Of course, I don’t expect (or want) Wikipedia to speculate on questions of faith such as whether Jesus is the Son of God, or to take a definitive position on whether the Resurrection happened or not.  But the question of what “a consensus” believes should be in principle more objective.  Apparently Wikipedia hasn’t figured out a mechanism for harmonizing it across its articles.  This is not to belittle them in any way (offhand I can’t think of a solution), but it is just a good example to keep in mind of how the ways we all come to conclusions on what’s likely to be true, when time is limited, are shaped by such sources of information.

Moving back one level in this nested post, let’s pick up where we left off with Mr. Lataster. His criticisms of the reliability of the Gospels are pretty common.

The first problem we encounter when trying to discover more about the Historical Jesus is the lack of early sources. The earliest sources only reference the clearly fictional Christ of Faith. These early sources, compiled decades after the alleged events, all stem from Christian authors eager to promote Christianity – which gives us reason to question them.

This problem is ubiquitous in antiquity.  We have fewer sources about Socrates for example, but this problem doesn’t prevent a Wikipedia editor from stating without equivocation that Socrates “was a genuine historical figure” (permalink).  The documentation about Jesus would be considered quite extensive by comparison; the doubts about Jesus are primarily due to the miracles.

Filled with mythical and non-historical information, and heavily edited over time, the Gospels certainly should not convince critics to trust even the more mundane claims made therein.

This works in both directions of course.  If the mundane claims seem well-documented (to me, the mundane details are part of why it reads as non-fiction to me), and the resulting impact on history hard to explain otherwise, and Jesus fits well with the kind of God one expects to exist from first principles, why not accept the whole story?  Not necessarily as free from all error, but at least as non-fiction.

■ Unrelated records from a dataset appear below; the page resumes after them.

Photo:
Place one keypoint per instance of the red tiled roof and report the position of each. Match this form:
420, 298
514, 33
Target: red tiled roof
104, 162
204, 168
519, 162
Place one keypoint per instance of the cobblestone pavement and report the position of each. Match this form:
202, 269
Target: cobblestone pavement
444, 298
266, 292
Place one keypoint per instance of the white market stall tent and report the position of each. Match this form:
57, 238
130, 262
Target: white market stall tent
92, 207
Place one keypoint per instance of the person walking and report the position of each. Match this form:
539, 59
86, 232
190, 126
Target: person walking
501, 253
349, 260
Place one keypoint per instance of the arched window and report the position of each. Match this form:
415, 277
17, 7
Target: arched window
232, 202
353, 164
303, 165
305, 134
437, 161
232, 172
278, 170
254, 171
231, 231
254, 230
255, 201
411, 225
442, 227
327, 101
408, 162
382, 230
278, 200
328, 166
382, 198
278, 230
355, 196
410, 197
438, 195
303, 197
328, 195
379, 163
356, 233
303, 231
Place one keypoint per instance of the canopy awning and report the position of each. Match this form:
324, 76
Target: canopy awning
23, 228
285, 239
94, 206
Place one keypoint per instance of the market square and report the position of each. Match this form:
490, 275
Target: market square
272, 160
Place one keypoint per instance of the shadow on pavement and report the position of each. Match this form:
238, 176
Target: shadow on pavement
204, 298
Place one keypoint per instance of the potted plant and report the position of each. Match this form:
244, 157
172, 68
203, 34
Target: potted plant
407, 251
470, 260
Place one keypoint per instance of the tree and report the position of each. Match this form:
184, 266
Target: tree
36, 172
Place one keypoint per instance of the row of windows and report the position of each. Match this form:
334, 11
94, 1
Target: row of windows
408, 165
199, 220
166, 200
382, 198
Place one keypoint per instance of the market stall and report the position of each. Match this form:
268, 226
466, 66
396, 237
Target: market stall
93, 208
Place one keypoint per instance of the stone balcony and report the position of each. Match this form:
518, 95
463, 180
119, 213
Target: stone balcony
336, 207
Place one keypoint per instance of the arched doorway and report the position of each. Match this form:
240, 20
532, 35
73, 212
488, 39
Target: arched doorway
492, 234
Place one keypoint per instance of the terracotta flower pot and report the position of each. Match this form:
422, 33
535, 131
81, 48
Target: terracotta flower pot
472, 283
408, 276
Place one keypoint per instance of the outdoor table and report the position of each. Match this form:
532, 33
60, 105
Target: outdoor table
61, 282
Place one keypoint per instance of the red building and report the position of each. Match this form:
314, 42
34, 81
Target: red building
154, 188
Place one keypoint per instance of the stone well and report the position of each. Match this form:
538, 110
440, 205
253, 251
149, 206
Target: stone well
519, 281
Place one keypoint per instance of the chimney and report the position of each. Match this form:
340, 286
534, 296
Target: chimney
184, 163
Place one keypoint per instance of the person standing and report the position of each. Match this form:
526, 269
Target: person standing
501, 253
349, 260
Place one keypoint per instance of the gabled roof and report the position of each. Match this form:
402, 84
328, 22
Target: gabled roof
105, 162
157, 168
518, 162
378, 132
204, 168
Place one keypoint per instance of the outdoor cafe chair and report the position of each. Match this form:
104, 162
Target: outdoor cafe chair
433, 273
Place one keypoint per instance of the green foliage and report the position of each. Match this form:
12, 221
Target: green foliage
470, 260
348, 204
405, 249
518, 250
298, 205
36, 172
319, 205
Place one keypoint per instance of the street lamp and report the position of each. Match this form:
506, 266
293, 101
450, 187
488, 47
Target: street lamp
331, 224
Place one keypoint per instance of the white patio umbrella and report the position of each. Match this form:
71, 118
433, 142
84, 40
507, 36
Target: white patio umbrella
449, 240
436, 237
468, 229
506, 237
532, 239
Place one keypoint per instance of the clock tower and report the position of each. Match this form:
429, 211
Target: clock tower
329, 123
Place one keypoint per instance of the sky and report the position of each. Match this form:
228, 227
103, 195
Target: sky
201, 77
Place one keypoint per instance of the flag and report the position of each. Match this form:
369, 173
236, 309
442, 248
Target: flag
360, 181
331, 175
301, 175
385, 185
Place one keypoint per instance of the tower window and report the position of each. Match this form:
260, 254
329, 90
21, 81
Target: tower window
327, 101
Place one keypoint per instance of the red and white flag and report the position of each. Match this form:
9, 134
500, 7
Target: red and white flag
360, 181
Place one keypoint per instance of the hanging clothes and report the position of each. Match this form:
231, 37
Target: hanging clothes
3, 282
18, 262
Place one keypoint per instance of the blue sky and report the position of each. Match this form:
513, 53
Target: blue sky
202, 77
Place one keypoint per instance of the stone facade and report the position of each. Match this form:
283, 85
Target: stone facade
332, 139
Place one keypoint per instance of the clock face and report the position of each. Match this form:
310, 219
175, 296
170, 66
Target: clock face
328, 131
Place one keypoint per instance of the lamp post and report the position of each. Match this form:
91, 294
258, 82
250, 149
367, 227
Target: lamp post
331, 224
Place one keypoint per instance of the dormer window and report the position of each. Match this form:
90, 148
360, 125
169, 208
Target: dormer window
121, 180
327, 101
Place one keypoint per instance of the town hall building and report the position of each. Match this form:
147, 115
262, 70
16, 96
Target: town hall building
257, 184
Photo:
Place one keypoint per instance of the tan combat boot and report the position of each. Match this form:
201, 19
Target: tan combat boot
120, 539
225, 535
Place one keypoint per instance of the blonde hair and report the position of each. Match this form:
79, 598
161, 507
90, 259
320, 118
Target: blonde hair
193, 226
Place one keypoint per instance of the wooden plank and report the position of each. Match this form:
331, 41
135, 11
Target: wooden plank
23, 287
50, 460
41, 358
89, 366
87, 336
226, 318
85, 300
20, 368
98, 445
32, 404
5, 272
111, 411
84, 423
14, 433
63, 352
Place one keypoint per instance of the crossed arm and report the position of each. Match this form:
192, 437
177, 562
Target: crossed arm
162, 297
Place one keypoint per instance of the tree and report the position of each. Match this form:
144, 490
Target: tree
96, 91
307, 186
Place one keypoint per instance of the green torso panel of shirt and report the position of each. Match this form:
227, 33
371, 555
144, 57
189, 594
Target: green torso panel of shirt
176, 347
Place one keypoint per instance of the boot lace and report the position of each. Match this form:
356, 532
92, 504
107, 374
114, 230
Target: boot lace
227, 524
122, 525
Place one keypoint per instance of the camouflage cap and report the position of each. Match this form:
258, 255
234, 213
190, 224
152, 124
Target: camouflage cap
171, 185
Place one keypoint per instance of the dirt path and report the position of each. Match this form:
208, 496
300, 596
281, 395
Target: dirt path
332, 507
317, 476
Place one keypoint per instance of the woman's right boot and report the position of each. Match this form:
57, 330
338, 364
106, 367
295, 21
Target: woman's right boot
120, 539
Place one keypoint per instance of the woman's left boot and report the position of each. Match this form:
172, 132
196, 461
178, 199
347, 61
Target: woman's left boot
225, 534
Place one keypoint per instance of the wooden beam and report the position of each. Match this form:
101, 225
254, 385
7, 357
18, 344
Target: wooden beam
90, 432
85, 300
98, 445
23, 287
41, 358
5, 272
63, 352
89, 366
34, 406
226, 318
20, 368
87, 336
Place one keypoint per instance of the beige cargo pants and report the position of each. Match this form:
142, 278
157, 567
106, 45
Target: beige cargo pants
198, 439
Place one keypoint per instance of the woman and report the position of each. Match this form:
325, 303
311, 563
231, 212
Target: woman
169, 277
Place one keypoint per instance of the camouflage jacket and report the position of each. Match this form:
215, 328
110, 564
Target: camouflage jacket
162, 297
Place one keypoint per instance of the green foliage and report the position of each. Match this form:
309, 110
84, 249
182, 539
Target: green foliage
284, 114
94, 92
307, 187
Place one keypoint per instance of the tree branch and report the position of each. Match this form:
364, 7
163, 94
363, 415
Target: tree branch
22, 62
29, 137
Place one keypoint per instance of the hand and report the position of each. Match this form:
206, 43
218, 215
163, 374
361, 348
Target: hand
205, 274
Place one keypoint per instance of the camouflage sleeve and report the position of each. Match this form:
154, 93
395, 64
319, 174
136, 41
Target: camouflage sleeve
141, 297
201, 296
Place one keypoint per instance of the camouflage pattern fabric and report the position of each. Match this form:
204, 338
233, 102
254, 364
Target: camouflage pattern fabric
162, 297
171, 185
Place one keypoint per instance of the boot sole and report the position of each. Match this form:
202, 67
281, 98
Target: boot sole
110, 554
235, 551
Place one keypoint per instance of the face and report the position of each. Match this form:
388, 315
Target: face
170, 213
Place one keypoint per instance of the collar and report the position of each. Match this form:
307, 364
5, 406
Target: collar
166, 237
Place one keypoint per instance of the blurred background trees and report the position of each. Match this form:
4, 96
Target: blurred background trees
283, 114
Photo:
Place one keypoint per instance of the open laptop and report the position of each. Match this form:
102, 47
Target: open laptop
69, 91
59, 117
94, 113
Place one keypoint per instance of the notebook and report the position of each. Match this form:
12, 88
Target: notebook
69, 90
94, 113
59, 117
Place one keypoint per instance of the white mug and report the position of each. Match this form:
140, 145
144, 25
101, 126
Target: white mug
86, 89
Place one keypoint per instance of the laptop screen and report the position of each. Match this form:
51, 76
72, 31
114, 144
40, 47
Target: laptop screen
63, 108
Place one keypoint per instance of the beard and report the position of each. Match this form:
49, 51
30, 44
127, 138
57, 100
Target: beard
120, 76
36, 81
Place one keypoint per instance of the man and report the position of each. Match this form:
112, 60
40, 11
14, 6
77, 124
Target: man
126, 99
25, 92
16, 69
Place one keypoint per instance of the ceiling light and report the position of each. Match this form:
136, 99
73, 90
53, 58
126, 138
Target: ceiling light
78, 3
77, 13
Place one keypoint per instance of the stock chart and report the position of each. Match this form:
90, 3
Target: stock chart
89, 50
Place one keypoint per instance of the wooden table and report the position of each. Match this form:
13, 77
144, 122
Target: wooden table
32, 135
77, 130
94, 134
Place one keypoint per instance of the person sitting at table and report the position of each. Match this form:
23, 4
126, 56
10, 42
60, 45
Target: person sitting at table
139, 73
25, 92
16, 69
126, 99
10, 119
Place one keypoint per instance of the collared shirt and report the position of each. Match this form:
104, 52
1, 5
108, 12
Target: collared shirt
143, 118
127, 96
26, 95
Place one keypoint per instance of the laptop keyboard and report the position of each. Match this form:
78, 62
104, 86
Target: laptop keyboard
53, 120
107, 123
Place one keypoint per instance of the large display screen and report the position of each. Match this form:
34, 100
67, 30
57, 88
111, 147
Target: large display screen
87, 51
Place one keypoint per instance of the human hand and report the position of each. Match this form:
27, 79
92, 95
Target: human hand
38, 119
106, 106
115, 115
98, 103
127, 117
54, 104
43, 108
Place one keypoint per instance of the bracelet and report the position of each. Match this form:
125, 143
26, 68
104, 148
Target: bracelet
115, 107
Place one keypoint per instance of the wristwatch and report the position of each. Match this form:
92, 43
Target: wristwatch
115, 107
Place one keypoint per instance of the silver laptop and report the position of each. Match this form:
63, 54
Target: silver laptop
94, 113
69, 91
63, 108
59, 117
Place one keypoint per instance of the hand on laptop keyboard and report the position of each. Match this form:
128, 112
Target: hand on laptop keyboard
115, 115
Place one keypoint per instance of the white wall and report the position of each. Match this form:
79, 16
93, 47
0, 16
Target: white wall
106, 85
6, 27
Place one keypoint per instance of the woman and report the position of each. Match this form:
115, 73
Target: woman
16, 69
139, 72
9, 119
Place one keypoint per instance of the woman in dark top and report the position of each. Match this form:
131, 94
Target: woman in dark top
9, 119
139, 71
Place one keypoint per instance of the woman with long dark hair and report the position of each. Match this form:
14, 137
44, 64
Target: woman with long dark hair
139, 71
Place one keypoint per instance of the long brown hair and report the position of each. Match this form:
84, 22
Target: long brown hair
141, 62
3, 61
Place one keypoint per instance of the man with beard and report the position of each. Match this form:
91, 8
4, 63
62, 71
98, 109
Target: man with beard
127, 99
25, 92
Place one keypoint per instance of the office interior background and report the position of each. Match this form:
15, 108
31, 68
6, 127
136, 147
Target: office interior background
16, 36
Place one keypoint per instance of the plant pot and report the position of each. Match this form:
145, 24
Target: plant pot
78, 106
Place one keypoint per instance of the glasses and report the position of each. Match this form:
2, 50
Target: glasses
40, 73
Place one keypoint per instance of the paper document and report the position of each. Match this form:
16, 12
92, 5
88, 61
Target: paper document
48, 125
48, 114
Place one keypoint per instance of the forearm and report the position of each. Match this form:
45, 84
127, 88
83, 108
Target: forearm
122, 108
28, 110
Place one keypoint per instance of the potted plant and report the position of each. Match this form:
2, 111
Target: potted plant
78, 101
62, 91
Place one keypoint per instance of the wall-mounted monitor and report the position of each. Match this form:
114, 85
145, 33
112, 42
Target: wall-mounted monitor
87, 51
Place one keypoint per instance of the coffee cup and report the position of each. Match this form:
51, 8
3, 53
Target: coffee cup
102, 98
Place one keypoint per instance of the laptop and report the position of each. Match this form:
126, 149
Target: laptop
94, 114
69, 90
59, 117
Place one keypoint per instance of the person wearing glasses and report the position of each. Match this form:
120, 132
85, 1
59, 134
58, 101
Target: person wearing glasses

The rest of Lataster’s account follows familiar lines.  For one there is the idea of there being no eyewitness or contemporary accounts.  While this view is widely held (but by no means obvious), most of Lataster’s “mainstream secular” opponents have no trouble inferring the existence of earlier sources, either written or oral.  Imagine all of our libraries burned down today, and the only four biographies about Lincoln survived, all written after 1900. Would you conclude that Lincoln was a fictional character, or that those authors must have had sources available to them that are lost to us?

Then, with links between Paul’s letters and the Gospels being few, there’s an insinuation that Paul just made Jesus up, quite apart from any historical anchor.  The comparison isn’t really fair, as the Gospels are biographical and narrative in style, while Paul’s letters are dealing with specific problems in the churches rather than telling the story that was likely familiar to his readers.  Usually the critics take the opposite tack, saying the Paul hijacked a Jesus ministry as a Jewish prophet and turned it into something different.  In the end, I think Paul and Jesus are basically saying the same thing (Garry Wills wrote an excellent series of books along these lines), but if they weren’t it would argue more, not less, for a real Jesus whose ministry predated Paul.

So it turns out my “pause to make a few points” has turned into quite a rambling detour indeed. The original title of this post was “How do we determine historical reliability?”, and I went searching for links to the extreme positions as a prelude to that and ended up focusing on Jesus’s existence, a pretty low bar.

My goal with this was to bring forth some additional ideas to share on the topic of historical reliability, but they would be best contained in separate post, and this will have to wait at least until tomorrow.